In Direct3D12/Vulkan backends, mapping dynamic buffers with MAP_FLAG_DISCARD flag is very cheap as it only involves updating current offset. It is hard to say what exactly Direct3D11 and OpenGL do under the hood, but most likely something similar. There is one significant difference however: Direct3D11 and OpenGL preserve contents of dynamic buffers between frames while Direct3D12 and Vulkan backends do not. As a result, mapping is many times more efficient in next-gen backends.

Dynamic buffers should be used for content that changes often, typically multiple time per frame. The most common example is a constant buffer that is updated with different transformation matrices before every draw call. Dynamic buffers should not be used for constant data that never changes.

Limitations

Only the entire buffer can currently be mapped with MAP_FLAG_DISCARD flag.

In Direct3D12 and Vulkan backends, the contents of all dynamic resources are lost at the end of every frame. A dynamic buffer must be mapped in every frame before its first use.

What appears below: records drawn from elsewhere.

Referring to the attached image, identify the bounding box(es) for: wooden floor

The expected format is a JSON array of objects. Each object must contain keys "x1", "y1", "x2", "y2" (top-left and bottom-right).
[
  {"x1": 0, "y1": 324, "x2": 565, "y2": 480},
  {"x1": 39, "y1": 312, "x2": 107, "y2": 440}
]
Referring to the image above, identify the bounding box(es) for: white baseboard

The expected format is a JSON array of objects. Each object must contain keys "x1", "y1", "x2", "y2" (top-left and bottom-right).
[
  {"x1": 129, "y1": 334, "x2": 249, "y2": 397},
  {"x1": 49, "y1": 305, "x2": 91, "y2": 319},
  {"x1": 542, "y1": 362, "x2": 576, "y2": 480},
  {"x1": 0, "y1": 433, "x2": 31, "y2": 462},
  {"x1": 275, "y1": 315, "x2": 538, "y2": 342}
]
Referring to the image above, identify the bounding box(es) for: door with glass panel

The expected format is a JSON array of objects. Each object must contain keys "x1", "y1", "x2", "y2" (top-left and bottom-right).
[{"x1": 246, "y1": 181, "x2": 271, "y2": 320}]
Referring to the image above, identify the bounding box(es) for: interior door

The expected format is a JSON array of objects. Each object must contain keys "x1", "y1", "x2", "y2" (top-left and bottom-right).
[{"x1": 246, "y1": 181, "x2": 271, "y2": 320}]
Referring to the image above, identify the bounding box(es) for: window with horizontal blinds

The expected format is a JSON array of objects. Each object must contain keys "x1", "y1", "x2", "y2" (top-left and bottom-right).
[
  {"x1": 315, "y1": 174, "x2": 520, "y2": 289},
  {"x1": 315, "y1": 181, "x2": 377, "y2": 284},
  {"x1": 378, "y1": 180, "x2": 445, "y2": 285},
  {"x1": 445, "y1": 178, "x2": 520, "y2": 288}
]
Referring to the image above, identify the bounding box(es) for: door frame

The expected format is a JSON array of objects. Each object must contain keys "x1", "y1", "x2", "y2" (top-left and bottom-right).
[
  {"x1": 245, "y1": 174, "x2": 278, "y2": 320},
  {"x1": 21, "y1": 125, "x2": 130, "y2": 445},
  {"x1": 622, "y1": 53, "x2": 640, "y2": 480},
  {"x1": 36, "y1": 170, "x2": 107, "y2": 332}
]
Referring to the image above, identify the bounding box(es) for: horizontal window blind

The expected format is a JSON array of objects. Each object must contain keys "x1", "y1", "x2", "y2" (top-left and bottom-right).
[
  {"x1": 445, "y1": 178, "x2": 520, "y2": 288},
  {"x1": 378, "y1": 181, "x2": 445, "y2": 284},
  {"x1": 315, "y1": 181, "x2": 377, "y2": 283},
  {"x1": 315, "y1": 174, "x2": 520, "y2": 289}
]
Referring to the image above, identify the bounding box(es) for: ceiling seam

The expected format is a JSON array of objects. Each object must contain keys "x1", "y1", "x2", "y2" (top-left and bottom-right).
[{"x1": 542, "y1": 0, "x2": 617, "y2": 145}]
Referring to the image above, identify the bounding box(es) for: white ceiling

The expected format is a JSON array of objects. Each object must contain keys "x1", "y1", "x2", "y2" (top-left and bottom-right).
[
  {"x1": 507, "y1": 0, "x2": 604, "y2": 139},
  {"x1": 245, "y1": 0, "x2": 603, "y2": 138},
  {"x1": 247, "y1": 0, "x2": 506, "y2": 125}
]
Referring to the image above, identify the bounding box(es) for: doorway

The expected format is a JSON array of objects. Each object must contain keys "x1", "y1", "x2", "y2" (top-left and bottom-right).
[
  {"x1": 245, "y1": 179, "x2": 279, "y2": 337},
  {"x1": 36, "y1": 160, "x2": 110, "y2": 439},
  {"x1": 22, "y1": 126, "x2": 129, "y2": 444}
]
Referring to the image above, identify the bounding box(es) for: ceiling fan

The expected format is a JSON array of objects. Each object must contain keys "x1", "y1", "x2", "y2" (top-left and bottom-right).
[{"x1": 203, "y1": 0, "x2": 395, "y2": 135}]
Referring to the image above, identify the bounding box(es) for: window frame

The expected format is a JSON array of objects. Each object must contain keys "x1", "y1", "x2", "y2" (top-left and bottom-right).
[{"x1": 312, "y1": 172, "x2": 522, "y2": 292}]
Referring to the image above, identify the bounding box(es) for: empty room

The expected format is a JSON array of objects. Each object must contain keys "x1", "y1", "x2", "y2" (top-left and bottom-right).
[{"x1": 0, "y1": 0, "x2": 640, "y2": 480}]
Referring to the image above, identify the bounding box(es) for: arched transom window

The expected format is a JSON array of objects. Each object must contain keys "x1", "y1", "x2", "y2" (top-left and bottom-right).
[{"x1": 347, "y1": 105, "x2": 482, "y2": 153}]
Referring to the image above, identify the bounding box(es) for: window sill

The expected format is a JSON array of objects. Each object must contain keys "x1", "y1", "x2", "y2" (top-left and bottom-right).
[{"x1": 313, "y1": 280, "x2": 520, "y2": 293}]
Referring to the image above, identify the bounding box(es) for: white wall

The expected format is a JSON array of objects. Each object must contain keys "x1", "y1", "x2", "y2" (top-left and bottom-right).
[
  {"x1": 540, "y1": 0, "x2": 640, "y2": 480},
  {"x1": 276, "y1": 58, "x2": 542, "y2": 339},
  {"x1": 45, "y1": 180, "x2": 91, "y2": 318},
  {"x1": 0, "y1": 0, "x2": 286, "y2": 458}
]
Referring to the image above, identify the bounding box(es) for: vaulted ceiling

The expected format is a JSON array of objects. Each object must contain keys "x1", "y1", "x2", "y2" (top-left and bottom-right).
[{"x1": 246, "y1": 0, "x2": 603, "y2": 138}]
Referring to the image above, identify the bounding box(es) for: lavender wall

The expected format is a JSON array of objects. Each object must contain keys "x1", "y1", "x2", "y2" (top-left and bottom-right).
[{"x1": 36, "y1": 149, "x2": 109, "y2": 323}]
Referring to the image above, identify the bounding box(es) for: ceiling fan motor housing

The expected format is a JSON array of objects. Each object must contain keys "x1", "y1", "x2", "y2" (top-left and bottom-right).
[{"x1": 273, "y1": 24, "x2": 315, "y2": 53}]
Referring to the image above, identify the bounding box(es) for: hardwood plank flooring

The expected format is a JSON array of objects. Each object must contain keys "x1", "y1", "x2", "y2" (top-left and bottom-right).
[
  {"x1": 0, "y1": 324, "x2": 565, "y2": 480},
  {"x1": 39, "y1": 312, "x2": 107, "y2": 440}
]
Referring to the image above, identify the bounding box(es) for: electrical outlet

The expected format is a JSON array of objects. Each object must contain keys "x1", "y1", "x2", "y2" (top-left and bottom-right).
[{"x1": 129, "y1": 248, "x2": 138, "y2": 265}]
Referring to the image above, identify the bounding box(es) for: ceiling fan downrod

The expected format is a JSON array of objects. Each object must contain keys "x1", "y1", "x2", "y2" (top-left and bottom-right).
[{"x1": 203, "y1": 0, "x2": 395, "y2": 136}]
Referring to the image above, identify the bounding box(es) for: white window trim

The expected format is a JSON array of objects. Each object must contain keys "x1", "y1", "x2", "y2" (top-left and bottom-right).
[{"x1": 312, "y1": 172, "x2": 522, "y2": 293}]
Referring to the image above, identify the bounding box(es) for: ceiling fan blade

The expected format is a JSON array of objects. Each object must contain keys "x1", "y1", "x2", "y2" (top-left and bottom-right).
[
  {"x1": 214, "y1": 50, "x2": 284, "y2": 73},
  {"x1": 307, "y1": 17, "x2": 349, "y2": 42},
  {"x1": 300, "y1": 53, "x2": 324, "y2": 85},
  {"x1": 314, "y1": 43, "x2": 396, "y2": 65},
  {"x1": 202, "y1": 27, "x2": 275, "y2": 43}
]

The total amount of CPU-accessible memory can be limited. Besides, access from the GPU may be slower compared to GPU-only memory, so dynamic buffers should not be used to store resources that are constant or change infrequently.

Streaming Buffer

Streaming buffer is not an API object, but rather a strategy that allows uploading variable amounts of data to the GPU in an efficient manner. The idea of streaming buffer can be summarized as follows:

Create dynamic buffer large enough to encompass the maximum amount of data that can be uploaded to GPU.
First time, map the buffer with MAP_FLAG_DISCARD flag.
- This will discard previous buffer contents and allocate new memory.
Set the current buffer offset to zero, write data to the buffer and update offset accordingly.
Unmap the buffer and issue draw command.
- Note that in Direct3D12 and Vulkan backends, unmapping the buffer is not required and can be safely skipped to improve performance.
When mapping the buffer next time, check if the remaining space is enough to encompass the new polygon data.
If there is enough space, map the buffer with MAP_FLAG_DO_NOT_SYNCHRONIZE flag.
- This will tell the system to return previously allocated memory. It is the responsibility of the application to not overwrite the memory that is in use by the GPU.
- Write new data at current offset (which guarantees that bytes previously written and currently used by the GPU will not be affected) and update the offset.
If there is not enough space, reset the offset to zero and map the buffer with MAP_FLAG_DISCARD flag to request new chunk of memory.

Textures

While buffers are simply linear regions of memory, textures are optimized for efficient sampling operations and use opaque layouts that are typically not exposed to the application. As a result, only the driver knows how to write data to the texture. Linear texture layouts are allowed in Direct3D12 and Vulkan, but they are less efficient.

Texture Initialization

Similar to buffers, initial data can be supplied to textures at creation time. For USAGE_STATIC textures, this is the only way.

TexDesc TexDesc;
TexDesc.Type = RESOURCE_DIM_TEX_2D;
TexDesc.Format = TEX_FORMAT_RGBA8_UNORM_SRGB;
TexDesc.Width = 1024;
TexDesc.Height = 1024;
TexDesc.MipLevels = 1;
TexDesc.BindFlags = BIND_SHADER_RESOURCE;
TexDesc.Usage = USAGE_STATIC;

TextureData InitData;
// Pointer to subresouce data, one for every mip level
InitData.pSubResources = subresources;
InitData.NumSubresources = _countof(subresources);

RefCntAutoPtr<ITexture> Texture;
Device->CreateTexture(TexDesc, InitData, &Texture);

Texture initialization is performed similar to buffer initialization. In Direct3D11 and OpenGL/GLES backends, there are corresponding native API calls. In Direct3D12/Vulkan backends, the engine creates temporary staging texture in a CPU-writable memory, copies the data to this memory and then issues a GPU copy command.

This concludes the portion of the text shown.